Концлагерный «Рай» Андрея Кончаловского
Нет смысла гадать, что в голове у председателя жюри 73-го Венецианского фестиваля Сэма Мендеса, режиссера «Красоты по-американски» и «Кванта милосердия». Но кто бы ни получил «Золотого льва», «Рай» — фильм выдающийся. Неожиданный. И один из самых интересных на фестивале и в этом году.
1942-й, русская эмигрантка княгиня Ольга (Юлия Высоцкая) попадает в парижский карцер — за то, что укрывала еврейских детей; ее участие в Сопротивлении пока не доказано, но усатый и пузатый шеф полиции Жюль (Филипп Дюкен) собирается его доказать с применением чисто гестаповских мер, хоть толстяк и кичится непричастностью к гестапо. Ольга ужасно боится боли, ей кажется, что не то что под пытками, а замахнись флик — она бы всех сдала, и она предлагает Жюлю себя в обмен на свободу. Тот — похотливый, жовиальный, настоящий француз — соглашается, но сделка срывается: на глазах маленького сына Жюля казнят члены Сопротивления, Ольга отправляется в концлагерь, где так пугавшая ее физическая боль присутствует ежедневно. В тот же лагерь с финансовой инспекцией приезжает командированный лично Гимлером (Виктор Сухоруков) штандартенфюрер СС Гельмут (Кристиан Клаусс). Этот ариец, аристократ и умница не из тех «фармацевтов, мясников, пекарей» и прочих «обычных» людей, что служат в гестапо ради наживы и удовлетворения садистских наклонностей. Он — палач идейный, кичится историей своего рода и свято верит в возможность германского Рая на Земле — пусть для этого и придется уничтожить миллионы: «Мы знали, что совершаем преступление. Оно было нашим жертвоприношением во имя Рая». В Ольге он узнает старинную знакомую, с которой в 1933-м провел незабываемую ночь в Тоскане.

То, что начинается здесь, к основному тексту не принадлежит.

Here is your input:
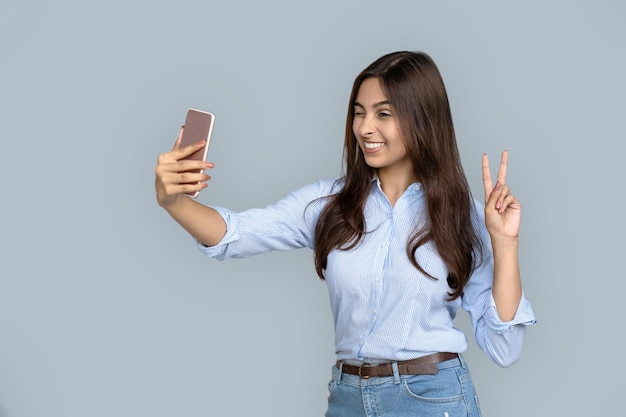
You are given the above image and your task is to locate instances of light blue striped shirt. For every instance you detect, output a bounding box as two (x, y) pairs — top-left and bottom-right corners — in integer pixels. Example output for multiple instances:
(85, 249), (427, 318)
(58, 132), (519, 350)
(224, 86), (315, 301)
(198, 179), (535, 366)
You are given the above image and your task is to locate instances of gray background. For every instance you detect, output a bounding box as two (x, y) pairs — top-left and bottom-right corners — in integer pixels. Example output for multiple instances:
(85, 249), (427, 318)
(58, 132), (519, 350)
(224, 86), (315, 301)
(0, 0), (626, 417)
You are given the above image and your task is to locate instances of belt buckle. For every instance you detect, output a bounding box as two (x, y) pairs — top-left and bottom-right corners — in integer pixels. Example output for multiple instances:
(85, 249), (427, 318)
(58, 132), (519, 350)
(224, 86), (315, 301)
(359, 365), (371, 379)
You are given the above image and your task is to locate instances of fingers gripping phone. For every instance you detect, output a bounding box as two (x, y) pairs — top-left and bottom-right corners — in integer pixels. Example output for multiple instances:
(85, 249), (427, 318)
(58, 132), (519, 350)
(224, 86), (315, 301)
(180, 108), (215, 198)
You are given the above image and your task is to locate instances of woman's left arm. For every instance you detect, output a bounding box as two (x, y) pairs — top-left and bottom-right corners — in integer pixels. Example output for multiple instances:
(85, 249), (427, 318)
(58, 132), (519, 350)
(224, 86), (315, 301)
(482, 150), (522, 322)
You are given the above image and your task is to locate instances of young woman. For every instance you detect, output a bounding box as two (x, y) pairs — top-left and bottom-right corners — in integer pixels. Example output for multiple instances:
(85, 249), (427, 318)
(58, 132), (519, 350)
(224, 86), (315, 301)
(155, 52), (535, 417)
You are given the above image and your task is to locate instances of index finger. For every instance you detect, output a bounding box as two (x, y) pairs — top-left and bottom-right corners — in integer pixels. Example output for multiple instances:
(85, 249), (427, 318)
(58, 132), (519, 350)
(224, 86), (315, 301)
(483, 153), (493, 201)
(172, 125), (185, 151)
(498, 150), (509, 184)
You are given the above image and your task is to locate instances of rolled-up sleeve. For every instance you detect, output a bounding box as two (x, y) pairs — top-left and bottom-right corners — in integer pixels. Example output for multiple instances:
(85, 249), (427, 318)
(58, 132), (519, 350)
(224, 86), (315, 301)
(462, 200), (536, 367)
(196, 180), (334, 260)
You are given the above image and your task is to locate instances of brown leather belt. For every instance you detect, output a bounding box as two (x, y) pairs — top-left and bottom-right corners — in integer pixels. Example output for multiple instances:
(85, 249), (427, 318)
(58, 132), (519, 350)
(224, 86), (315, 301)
(337, 352), (459, 379)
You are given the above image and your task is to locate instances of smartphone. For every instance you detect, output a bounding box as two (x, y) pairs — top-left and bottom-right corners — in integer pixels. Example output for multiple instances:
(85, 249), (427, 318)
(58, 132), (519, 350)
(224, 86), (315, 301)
(180, 108), (215, 198)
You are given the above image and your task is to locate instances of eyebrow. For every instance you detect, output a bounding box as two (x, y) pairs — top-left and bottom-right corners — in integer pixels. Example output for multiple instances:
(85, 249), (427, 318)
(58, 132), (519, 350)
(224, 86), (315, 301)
(354, 100), (391, 109)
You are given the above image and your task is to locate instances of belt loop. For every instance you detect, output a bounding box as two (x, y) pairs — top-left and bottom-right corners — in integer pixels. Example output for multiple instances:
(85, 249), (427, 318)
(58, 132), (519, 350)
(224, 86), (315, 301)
(336, 361), (343, 385)
(391, 362), (400, 385)
(459, 353), (465, 369)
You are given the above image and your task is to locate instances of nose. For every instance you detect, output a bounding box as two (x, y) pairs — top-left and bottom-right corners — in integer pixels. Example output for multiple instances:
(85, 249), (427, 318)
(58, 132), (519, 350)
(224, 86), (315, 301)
(354, 116), (376, 137)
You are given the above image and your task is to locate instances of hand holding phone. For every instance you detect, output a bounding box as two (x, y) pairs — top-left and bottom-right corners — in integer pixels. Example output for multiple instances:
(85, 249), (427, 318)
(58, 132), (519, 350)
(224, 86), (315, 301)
(180, 108), (215, 198)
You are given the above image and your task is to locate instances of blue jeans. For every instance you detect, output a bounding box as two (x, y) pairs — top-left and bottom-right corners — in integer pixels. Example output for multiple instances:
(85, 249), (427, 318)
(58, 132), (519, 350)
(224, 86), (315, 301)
(325, 355), (481, 417)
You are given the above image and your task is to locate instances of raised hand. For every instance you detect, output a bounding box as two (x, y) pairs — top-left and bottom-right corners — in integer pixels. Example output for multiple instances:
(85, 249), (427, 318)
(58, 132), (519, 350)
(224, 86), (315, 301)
(154, 128), (213, 207)
(482, 151), (522, 239)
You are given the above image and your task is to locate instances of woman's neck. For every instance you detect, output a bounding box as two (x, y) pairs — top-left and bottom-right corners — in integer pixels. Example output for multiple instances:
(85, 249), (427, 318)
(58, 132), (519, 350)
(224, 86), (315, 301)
(378, 165), (417, 207)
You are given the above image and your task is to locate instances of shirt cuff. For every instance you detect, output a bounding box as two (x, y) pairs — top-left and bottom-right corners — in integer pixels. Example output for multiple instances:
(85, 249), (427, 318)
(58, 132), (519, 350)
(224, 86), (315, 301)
(484, 293), (537, 334)
(194, 207), (239, 260)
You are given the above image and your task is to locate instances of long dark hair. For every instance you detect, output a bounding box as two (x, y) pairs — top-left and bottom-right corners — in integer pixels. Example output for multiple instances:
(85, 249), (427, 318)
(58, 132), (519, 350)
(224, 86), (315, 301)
(314, 51), (482, 299)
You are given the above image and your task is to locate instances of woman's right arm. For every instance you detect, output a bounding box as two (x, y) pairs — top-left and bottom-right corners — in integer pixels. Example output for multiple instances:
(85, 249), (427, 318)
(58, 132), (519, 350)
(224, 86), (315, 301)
(154, 128), (226, 246)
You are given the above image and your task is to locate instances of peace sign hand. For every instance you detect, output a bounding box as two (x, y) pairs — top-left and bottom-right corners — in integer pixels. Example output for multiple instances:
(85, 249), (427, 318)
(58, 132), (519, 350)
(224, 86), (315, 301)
(483, 151), (522, 239)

Такова вкратце завязка «Рая», который лучше всего смотреть, не зная заранее ничего. Идеальный рецензент ограничился бы фразами: «восхитительный актерский ансамбль» (кроме уже упомянутых артистов, главные роли играют Вера Воронкова — барачная капо Роза, Петер Курт — комендант лагеря Краузе, Якоб Диль — армейский товарищ Гельмута Фогель), «прекрасная операторская работа» (оператор Алексея Балабанова и «Белых ночей почтальона Алексея Тряпицына» Александр Симонов), «мощный антифашистский выпад». Но я не идеален (в конце концов, именно человеческое несовершенство, как подмечает Гельмут, не позволило гитлеровской Германии победить), так что предупреждаю: дальше возможны спойлеры.
«Рай» полон сюрпризов. Настраиваешься на исторический кинороман, а попадаешь в полистилистичное (но при этом цельное) произведение — с мистикой, парадоксами, провокациями. Строгий, жесткий и энергичный фильм; в то, что его автору 79, поверить крайне сложно. Раскованный каталог экспериментов с формой: так Жюль, Ольга и Гельмут рассказывают свои истории от первого лица уже за чертой, и их потусторонние монологи выглядят то ли как интервью на кинопробах, то ли как допрос в стерильном полицейском участке. Концлагерные эпизоды доводят до физической дурноты документальным реализмом. Воспоминания о лете в Тоскане — микс игривой стилизации под немое кино и томного висконтианства. Также раскован Кончаловский и в монтаже идей. Он, давая слово Гельмуту, снайперски формулирует, что нацизм начинается там, где слишком патетично говорят о морали, духовных ценностях и историческом наследии. Он не сдерживается в изображении человеческих «несовершенств» — в бараках «свои», «блокóвые», «капо» действуют безжалостней нацистского начальства, — но умудряется понять и простить героев. Он не боится шоковых ходов, и сильнее сцен с насилием об удушающем кошмаре лагеря говорит диалог Розы и Ольги: «Приласкаешь меня? — А ты что за это? — Сигареты две». Обычная жизнь в аду. Кончаловский не заблуждается и на предмет спасительной силы культуры. Гельмут тонок, умен, прекрасно образован и влюблен в русскую литературу — странною любовью: листая прижизненное издание Чехова, он заинтересованно выслушивает известие о том, что на днях в газовую камеру отправили 67-летнюю Дуню Эфрос, некогда — возлюбленную и несостоявшуюся невесту Антона Павловича. Получается, смысл не в культуре, а в том самом несовершенстве — силу может сломить только слабость, приятие изъянов способно удержать от диктатуры.
В финале Кончаловский позволяет отчаянно сентиментальный ход, раздражающе резкий — по контрасту с предшествующей эмоциональной сдержанностью. Даже если это изъян, хорошо, что он есть.